One of my most favorite films is "Amélie," or as the French call it "Le Fabuleux Destin d'Amélie Poulain." Starring Audrey Tautou as the title character, the film is a whimsical and quirky look at a quiet Montmartre waitress who decides that in order to make herself happy she needs to help others find their own happiness.
Amelie is a shy girl who has grown up isolated from others; her father mistakenly believes that she suffers from a heart defect and therefore kept her from other children and had his wife Amandine see to her education. Amelie's mother is accidentally killed when someone leaped from atop the Notre Dame Cathedral. After her mother's death, Amelie's father dedicates himself to building a garden shrine in Amandine's memory, leaving the young Amelie to amuse herself. As a young woman, Amelie becomes a waitress with a wild imagination in a Montmartre cafe and grows to enjoy simple pleasures in life such as: cracking crème brûlée with a teaspoon, skipping stones across St. Martin's Canal, dipping her hand into sacks of grain, and trying to guess how many couples in Paris are having an orgasm at any particular moment. One night in her Paris apartment, Amelie finds a treasure hidden behind a bathroom tile belonging to the apartment's former dweller who lived there during the 1950s.
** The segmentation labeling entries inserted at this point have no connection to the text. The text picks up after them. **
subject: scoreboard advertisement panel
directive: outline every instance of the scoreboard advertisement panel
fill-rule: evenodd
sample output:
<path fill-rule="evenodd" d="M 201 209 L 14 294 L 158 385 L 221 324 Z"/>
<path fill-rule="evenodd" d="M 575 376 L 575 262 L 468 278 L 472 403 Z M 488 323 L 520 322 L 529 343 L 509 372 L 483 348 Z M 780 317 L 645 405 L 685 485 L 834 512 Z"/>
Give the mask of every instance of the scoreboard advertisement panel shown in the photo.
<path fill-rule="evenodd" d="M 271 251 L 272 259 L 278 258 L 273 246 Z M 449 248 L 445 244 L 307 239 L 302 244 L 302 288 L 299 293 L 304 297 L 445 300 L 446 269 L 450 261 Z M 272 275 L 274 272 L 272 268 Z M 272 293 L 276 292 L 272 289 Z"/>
After tracking the man down and returning the treasure to him and delighting in his reaction, Amelie decides to devote her life to helping the people around her. She helps a lonely painter who paints and repaints "Luncheon of the Boating Party" and has very brittle bones, a hypochondriac, a man that stalks a former girlfriend, a failed writer, a blind man, and her father, who desires to see the world but is unable to, by sending his garden gnome around the world. Despite how happy helping other people makes her, Amelie realizes that she has ignored her own life and is missing out on her own chance for love.